# How many Window Stickers would you buy ?



## nukeadmin (Oct 10, 2003)

In an attempt to gauge interest and to estimate how many i should outlay for initially, could you please vote in the survey above for how many window stickers you would buy ?

Not sure of exact costs yet, but i reckon its going to be around the £2- £3 mark per sticker due to postage costs and stickers costs, that will include a small commission on top for the site as well.


----------



## DABurleigh (May 9, 2005)

Dave,

Where is the rectangular design to look at?

The aspect ratio you suggest is 3:1, but this is nothing like the almost 1:1 in:
http://motorhomefacts.makemymegastore.com/designs.asp?Parent=487

Dave


----------



## nukeadmin (Oct 10, 2003)

It will be very similar to the square one Dave, same design etc just spread out more. 

I want to know who would like 5 stickers, now that is dedication


----------



## Anonymous (Nov 10, 2000)

I have voted for 1 sticker because at the moment I only have one motorhome. If I get anymore I will pm you straight away.
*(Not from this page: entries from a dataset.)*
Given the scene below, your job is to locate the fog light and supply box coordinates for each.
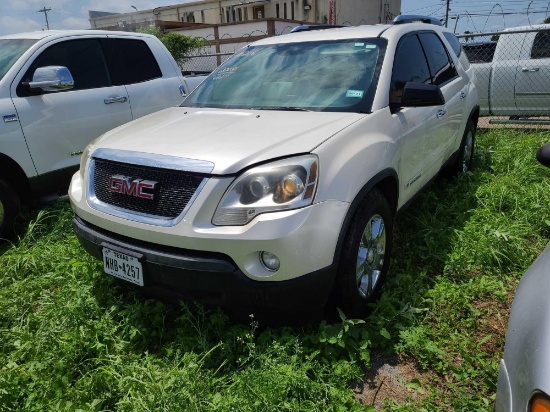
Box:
[260,252,281,272]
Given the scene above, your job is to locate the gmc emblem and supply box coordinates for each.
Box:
[108,175,158,199]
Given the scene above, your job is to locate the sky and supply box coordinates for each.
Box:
[0,0,550,35]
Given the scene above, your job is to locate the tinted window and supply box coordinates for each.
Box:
[390,35,431,103]
[102,39,162,86]
[443,32,462,57]
[531,31,550,59]
[0,39,36,80]
[419,33,458,86]
[463,42,497,63]
[23,39,109,90]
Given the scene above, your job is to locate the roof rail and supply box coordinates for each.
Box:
[393,14,443,26]
[290,24,349,33]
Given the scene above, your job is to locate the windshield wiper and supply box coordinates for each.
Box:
[251,106,311,112]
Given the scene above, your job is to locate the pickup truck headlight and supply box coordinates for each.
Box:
[212,155,319,226]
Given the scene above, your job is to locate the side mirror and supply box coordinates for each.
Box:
[401,82,445,107]
[28,66,74,92]
[537,143,550,167]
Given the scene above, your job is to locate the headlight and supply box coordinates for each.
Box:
[212,155,319,226]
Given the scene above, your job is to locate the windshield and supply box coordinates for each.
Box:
[182,39,386,112]
[0,39,36,80]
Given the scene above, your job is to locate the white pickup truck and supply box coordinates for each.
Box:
[0,30,197,238]
[463,24,550,116]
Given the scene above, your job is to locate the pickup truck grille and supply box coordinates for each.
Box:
[93,159,204,219]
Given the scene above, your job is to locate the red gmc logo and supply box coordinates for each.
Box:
[109,175,157,199]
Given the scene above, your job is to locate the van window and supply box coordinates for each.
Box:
[390,35,431,103]
[101,39,162,86]
[18,39,110,95]
[531,31,550,59]
[419,33,458,86]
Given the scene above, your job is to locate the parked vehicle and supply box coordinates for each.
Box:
[495,145,550,412]
[463,24,550,116]
[69,17,479,316]
[0,30,194,238]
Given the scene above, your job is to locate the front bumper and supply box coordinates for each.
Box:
[73,217,336,314]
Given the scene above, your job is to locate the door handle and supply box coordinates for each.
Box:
[103,96,128,104]
[521,67,540,73]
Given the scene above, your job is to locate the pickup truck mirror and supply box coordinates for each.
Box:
[537,143,550,167]
[400,82,445,107]
[28,66,74,92]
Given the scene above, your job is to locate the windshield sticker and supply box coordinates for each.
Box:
[346,90,364,98]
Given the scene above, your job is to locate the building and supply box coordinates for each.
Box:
[89,0,401,72]
[89,0,401,29]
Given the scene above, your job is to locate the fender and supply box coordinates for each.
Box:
[333,168,399,266]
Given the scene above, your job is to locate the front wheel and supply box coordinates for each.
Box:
[0,179,21,241]
[335,189,393,317]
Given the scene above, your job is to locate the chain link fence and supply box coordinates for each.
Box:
[457,25,550,125]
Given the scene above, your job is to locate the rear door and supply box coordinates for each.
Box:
[516,30,550,115]
[11,37,132,175]
[390,33,446,203]
[103,38,183,119]
[418,32,468,166]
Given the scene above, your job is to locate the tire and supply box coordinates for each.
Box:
[335,189,393,318]
[0,179,21,241]
[450,119,476,176]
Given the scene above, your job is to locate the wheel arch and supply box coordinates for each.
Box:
[333,169,399,265]
[0,153,32,203]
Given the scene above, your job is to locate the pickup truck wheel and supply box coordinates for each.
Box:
[0,179,21,241]
[335,189,393,317]
[451,120,476,175]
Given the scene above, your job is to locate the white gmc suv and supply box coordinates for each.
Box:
[0,30,189,239]
[69,18,479,316]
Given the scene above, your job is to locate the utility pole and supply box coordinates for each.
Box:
[445,0,451,27]
[37,6,52,30]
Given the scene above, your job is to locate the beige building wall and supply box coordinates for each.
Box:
[90,0,401,29]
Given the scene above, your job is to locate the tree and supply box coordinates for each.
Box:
[137,26,206,64]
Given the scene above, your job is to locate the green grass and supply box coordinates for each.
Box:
[0,130,550,411]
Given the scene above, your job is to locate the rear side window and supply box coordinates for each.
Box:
[390,35,431,103]
[18,39,109,94]
[531,31,550,59]
[102,39,162,86]
[443,32,462,57]
[419,33,458,86]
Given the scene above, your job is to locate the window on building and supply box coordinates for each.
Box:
[18,39,110,94]
[252,6,265,19]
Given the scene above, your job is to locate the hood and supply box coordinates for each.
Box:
[95,107,365,174]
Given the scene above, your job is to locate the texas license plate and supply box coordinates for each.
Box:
[103,247,143,286]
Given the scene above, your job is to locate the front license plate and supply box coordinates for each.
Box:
[103,247,143,286]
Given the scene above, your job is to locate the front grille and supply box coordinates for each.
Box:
[93,158,204,219]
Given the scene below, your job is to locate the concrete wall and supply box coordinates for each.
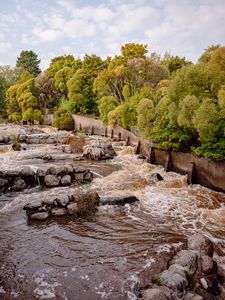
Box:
[73,115,225,192]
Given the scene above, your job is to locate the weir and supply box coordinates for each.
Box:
[73,115,225,192]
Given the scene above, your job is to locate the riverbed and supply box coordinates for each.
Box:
[0,127,225,300]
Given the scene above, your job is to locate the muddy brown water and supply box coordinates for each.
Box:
[0,142,225,300]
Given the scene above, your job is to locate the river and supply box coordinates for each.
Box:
[0,137,225,300]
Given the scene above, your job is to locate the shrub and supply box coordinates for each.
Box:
[53,108,74,130]
[62,132,85,153]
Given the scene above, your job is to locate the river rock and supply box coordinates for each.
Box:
[84,170,94,182]
[36,168,49,177]
[198,255,216,275]
[159,270,188,290]
[83,141,116,160]
[23,200,43,211]
[188,233,214,257]
[7,169,20,177]
[170,250,197,274]
[150,173,163,182]
[0,178,9,188]
[61,175,72,185]
[67,203,79,215]
[12,178,27,191]
[20,167,34,176]
[168,264,188,277]
[100,196,139,205]
[56,195,70,207]
[51,208,67,217]
[45,174,60,186]
[30,212,49,220]
[140,287,171,300]
[183,292,204,300]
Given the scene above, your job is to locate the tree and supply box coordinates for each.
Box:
[16,50,41,76]
[34,72,62,112]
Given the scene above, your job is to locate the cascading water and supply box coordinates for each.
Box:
[0,137,225,300]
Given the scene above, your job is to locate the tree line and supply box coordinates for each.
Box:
[0,43,225,160]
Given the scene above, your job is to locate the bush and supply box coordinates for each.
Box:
[62,133,85,153]
[53,108,74,130]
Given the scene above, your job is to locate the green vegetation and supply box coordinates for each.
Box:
[53,108,74,130]
[0,43,225,160]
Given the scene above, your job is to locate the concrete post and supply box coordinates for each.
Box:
[164,153,173,172]
[111,129,114,139]
[149,147,155,164]
[187,162,196,184]
[135,141,141,154]
[125,136,130,146]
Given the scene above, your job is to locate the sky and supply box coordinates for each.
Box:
[0,0,225,70]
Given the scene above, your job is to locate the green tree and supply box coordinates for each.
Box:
[16,50,41,76]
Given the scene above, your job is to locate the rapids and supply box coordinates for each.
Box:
[0,139,225,300]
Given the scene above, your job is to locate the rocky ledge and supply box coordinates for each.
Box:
[23,191,99,220]
[139,234,222,300]
[0,164,93,192]
[83,141,116,160]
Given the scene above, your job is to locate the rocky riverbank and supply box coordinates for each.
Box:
[139,234,225,300]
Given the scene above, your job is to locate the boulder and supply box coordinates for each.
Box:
[183,292,204,300]
[67,203,79,215]
[170,250,197,275]
[188,233,214,257]
[36,168,50,177]
[198,255,217,275]
[7,169,20,177]
[45,174,60,186]
[30,212,49,220]
[83,141,116,160]
[20,167,35,176]
[140,287,171,300]
[61,175,72,185]
[51,208,67,217]
[159,270,188,290]
[150,173,163,182]
[55,195,70,207]
[12,178,27,191]
[0,178,9,188]
[100,196,139,205]
[83,170,94,182]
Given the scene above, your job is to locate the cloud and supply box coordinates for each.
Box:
[0,42,12,53]
[0,0,225,66]
[32,28,62,42]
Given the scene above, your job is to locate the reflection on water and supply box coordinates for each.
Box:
[0,147,225,300]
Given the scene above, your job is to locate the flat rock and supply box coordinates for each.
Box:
[100,196,139,205]
[150,173,163,182]
[67,203,79,215]
[170,250,197,274]
[61,175,72,185]
[7,169,20,177]
[12,178,27,191]
[45,174,60,186]
[198,255,216,275]
[20,167,34,176]
[183,292,204,300]
[0,178,9,187]
[159,270,188,290]
[140,287,171,300]
[51,208,67,217]
[56,195,70,207]
[30,212,49,220]
[188,233,214,257]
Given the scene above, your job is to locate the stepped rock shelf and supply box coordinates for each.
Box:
[0,164,93,192]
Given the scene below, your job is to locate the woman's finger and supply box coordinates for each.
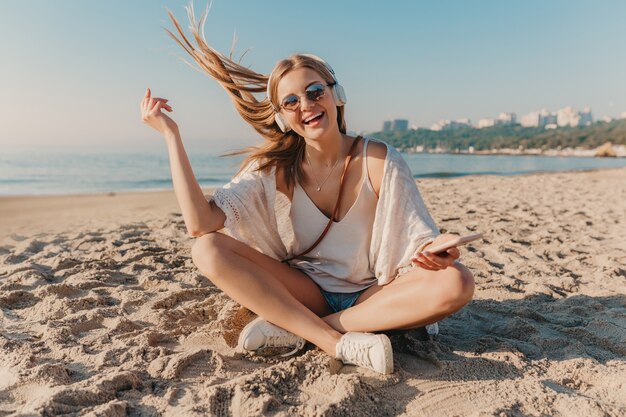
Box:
[417,253,441,271]
[413,259,435,271]
[446,248,461,260]
[150,101,163,114]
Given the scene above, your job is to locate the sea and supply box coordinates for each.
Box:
[0,149,626,196]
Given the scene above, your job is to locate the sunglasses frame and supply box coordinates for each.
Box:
[278,82,335,112]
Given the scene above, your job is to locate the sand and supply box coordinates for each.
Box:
[0,169,626,417]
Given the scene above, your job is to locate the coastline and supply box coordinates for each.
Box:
[0,168,626,417]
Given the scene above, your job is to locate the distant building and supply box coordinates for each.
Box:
[430,119,471,131]
[391,119,409,132]
[476,119,496,129]
[556,106,593,127]
[520,109,557,127]
[497,112,517,125]
[580,106,593,126]
[556,106,580,127]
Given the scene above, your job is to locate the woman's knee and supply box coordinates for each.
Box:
[191,232,229,274]
[439,263,475,314]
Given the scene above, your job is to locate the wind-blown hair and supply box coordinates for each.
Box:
[165,4,346,187]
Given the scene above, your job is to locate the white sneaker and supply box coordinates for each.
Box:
[426,322,439,336]
[336,332,393,374]
[239,317,306,356]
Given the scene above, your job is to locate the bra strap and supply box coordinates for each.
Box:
[282,136,363,262]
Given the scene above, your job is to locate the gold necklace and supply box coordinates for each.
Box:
[306,149,341,192]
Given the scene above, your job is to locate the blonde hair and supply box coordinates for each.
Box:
[165,4,347,186]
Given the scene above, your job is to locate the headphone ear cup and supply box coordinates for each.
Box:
[333,84,348,106]
[274,113,291,133]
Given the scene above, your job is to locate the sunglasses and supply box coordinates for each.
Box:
[280,83,333,111]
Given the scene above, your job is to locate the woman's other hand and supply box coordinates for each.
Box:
[140,88,178,135]
[412,234,461,271]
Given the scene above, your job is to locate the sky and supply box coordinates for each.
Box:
[0,0,626,154]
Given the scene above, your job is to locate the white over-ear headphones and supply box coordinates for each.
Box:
[267,54,348,132]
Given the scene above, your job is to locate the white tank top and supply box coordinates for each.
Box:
[289,139,378,293]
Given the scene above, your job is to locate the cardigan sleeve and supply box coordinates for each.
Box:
[370,141,439,285]
[205,163,285,259]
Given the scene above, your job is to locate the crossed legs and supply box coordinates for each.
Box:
[191,233,474,356]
p.s. I don't suppose these stickers could pass as a Tax Disc.


----------



## 89261 (May 17, 2005)

Hi
Sticker x 2 for me. One for the M/home and one for the car
Terence


----------



## 88991 (May 11, 2005)

Already got one in the front window, and a A3 laminated poster in the back window, would get another though for the wee little car


----------



## peejay (May 10, 2005)

This is an old 2004 post guys, stickers are readily available through the 'buy MHF Stickers' link at the top left of the page.

pj


----------